This lab shows how to work with a dataset where we want to summarize the information by two separate groups. In this case, its male red deer of two different ages, 10 years only and 13+ years old.
Set the appropriate working directly
setwd("C:/Users/lisanjie2/Desktop/TEACHING/1_STATS_CalU/1_STAT_CalU_2016_by_NLB/Lab/Lab4b")
Load the csv file
harem <- read.csv("harem.csv")
summary(harem)
## age.class harem.mean.size
## age.10 :27 Min. : 1.000
## age.13.plus:13 1st Qu.: 3.524
## Median : 6.346
## Mean : 6.615
## 3rd Qu.: 8.712
## Max. :14.963
Note that the summary command DOES NOT split the data up by the categorical variable. The mean, median etc reported is for the entire column of data. It is therefore not very meaningful.

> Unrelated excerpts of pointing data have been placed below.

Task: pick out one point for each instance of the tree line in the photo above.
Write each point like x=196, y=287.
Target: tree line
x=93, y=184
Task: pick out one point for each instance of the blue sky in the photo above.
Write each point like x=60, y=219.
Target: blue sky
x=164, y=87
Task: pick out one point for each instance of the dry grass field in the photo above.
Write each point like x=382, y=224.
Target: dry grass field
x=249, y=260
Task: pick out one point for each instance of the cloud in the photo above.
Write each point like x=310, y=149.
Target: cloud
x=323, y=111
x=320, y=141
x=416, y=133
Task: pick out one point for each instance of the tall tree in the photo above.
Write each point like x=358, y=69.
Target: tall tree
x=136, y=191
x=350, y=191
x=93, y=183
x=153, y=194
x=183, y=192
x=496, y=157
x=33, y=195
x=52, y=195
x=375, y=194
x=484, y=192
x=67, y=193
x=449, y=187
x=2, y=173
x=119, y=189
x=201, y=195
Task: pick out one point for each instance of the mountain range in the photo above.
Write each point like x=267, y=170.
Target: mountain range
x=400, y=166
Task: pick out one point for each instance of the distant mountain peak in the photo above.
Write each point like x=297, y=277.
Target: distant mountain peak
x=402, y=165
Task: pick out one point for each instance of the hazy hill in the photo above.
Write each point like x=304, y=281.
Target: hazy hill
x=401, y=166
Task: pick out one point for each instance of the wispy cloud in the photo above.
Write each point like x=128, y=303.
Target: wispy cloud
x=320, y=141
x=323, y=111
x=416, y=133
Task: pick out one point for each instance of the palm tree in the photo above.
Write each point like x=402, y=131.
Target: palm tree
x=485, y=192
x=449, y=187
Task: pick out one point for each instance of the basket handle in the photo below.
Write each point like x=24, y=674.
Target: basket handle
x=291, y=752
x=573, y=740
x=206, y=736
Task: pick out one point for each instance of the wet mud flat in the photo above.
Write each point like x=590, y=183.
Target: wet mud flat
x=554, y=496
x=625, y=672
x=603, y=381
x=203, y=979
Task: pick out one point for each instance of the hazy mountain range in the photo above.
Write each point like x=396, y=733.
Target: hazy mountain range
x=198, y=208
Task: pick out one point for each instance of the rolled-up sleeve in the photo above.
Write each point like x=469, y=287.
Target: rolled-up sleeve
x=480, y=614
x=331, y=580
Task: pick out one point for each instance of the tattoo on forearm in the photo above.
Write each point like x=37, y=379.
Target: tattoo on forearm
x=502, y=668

When data is organized by groups in a spreadsheet R can automatically split it up by group and make boxplot. The boxplot() function splits up the two groups automatically. Other functions that can do this include t.test() for t tests and lm() for regression and ANOVA. Not all basic R functions, however, deal with grouped data so easily.
boxplot(harem.mean.size ~ age.class, data = harem)
The subset() command can split data up. It takes on several arguments.
Note that he only thing in qutoes is “age.10”, and that age.class is follwed by TWO equals signs.
age.10.group <- subset(x = harem,
select = c(age.class, harem.mean.size),
age.class == "age.10")
In words, this function read “subset the harem data set for me; grab the age.class and harem.mean.size columns”, and give me back just the rows of data where age.class equals “age.10”.
To get the “age.13.plus” subset of data we change the “age.class =…” part of this code
age.13.plus.group <- subset(x = harem,
select = c(age.class, harem.mean.size),
age.class == "age.13.plus")
We now split our origina harem dataframe into two separate, new data frames. We can use the summary command on each one separately
summary(age.10.group)
## age.class harem.mean.size
## age.10 :27 Min. : 1.000
## age.13.plus: 0 1st Qu.: 5.894
## Median : 8.071
## Mean : 8.220
## 3rd Qu.: 9.642
## Max. :14.963
summary(age.13.plus.group)
## age.class harem.mean.size
## age.10 : 0 Min. :1.000
## age.13.plus:13 1st Qu.:2.000
## Median :3.000
## Mean :3.284
## 3rd Qu.:4.000
## Max. :6.037
The hist() does not have any automatic feature for spiltting up data. We can make histograms for each subgroup by calling hist() on each one separately
For the age 10 group
hist(age.10.group$harem.mean.size)
For the age 13+ group
hist(age.10.group$harem.mean.size)
Notice that we use a very different grammer for this command than the boxplot command; there is no “~”. There is a“$”. The way this command reads is “make a histogram of the age.10.group dataframe, using the column for harem.mean.size”.
We can plot these two histograms next to each other, but it requires a function in R that is bit obscure, par, and an arguement in it mfrow.
What this will do is change the plotting parameters, and tells it R to make 2 plots next to each other.
First, the par() command
par(mfrow = c(1,2))
Notice that when we run this command nothing happens.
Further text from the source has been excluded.